Using mapping, you ask colleagues to have specific, individualised conversations with those around them, and talk to aspects of union membership that will be most important to them, Daryl says.

“In my experience, a lot of people [who aren’t members] just haven’t been asked to join. Even those who didn’t join – they appreciated the fact that someone took them seriously and had a conversation and gave them a voice.”

Daryl believes that there’s no substitute for one-on-one conversations. “People are too busy to respond to an email or fill out a form – it’s too much of a cognitive load. It’s about figuring out people’s motivations and how joining the union will improve their life. If you’re too busy to turn up to a union meeting that’s why you need to go to a union meeting!” 

Samantha McGinty is the ICT Technician and AEU rep at Sunshine Special Developmental School, which has around 207 students in Prep to Year 12.

“At the end of last year, we did a recruitment drive to target staff who hadn’t been here for very long,” she says. “We organised a morning tea and a raffle with AEU merch. We got six staff members signed up on that one day alone.”

“If people want change, nothing is going to happen if they don’t get involved.”

Samantha McGinty

She is planning to do a new map this year. “Between the end of 2021 and start of 2022, we lost a fair few staff members who were longstanding activist members. The map shows where the pockets lie where there’s no membership.”

Last year, Samantha took part in the WILD (Women in Leadership Development) program, where she learnt a lot about how to get members activated through storytelling, strategising and organising.

“I became the AEU rep in Term 1 of 2022 and I’ve had a lot of coaching and mentoring through my organiser, Krystyna [Edwards],” she says.

“For me, there was a shift when there were big changes in the school, and that gave me the confidence to step up – because, at the end of the day, if people want change, nothing is going to happen if they don’t get involved.”

Samantha mentions a colleague who joined the union last year and immediately got busy, because she wanted to see changes that can only be achieved through collective pressure.

“As someone with an Indian background, she can have conversations with other staff members of different or similar cultures.
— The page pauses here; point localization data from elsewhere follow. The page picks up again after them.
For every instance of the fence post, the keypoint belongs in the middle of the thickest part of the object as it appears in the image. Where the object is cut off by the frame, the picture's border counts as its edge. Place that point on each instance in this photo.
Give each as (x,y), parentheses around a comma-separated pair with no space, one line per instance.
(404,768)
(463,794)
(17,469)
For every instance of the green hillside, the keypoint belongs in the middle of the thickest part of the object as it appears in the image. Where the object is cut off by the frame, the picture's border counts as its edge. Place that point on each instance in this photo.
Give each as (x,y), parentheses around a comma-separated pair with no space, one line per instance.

She has that empathy and understanding,” says Samantha. “That’s why it’s critical to have a high density – a variety of different people, having diverse conversations.”

“You try to reach non-members each year and sometimes you have some success a few years in. It depends on the person because every conversation is different, so you need to tailor it to them.”

Martin Blake

AEU lead organiser Matt Coffey agrees that growing the union can’t just come down to chance. “It’s often quite strategic and requires some planning and commitment by your core sub-branch executive or union leadership team and active members.”

A workplace map highlights the important aspects to consider when you’re creating a plan to build power and grow membership. It might also show up some obvious issues, Matt says. “For example, why is there such low density in the plumbing area at our TAFE? Why are the ES in this one particular part of the school all union strong?

“Who has relationships with these people and can have a conversation? Who is going to best connect with our graduate staff members? What do these folks care about and how can we connect that to a strong union in this workplace?”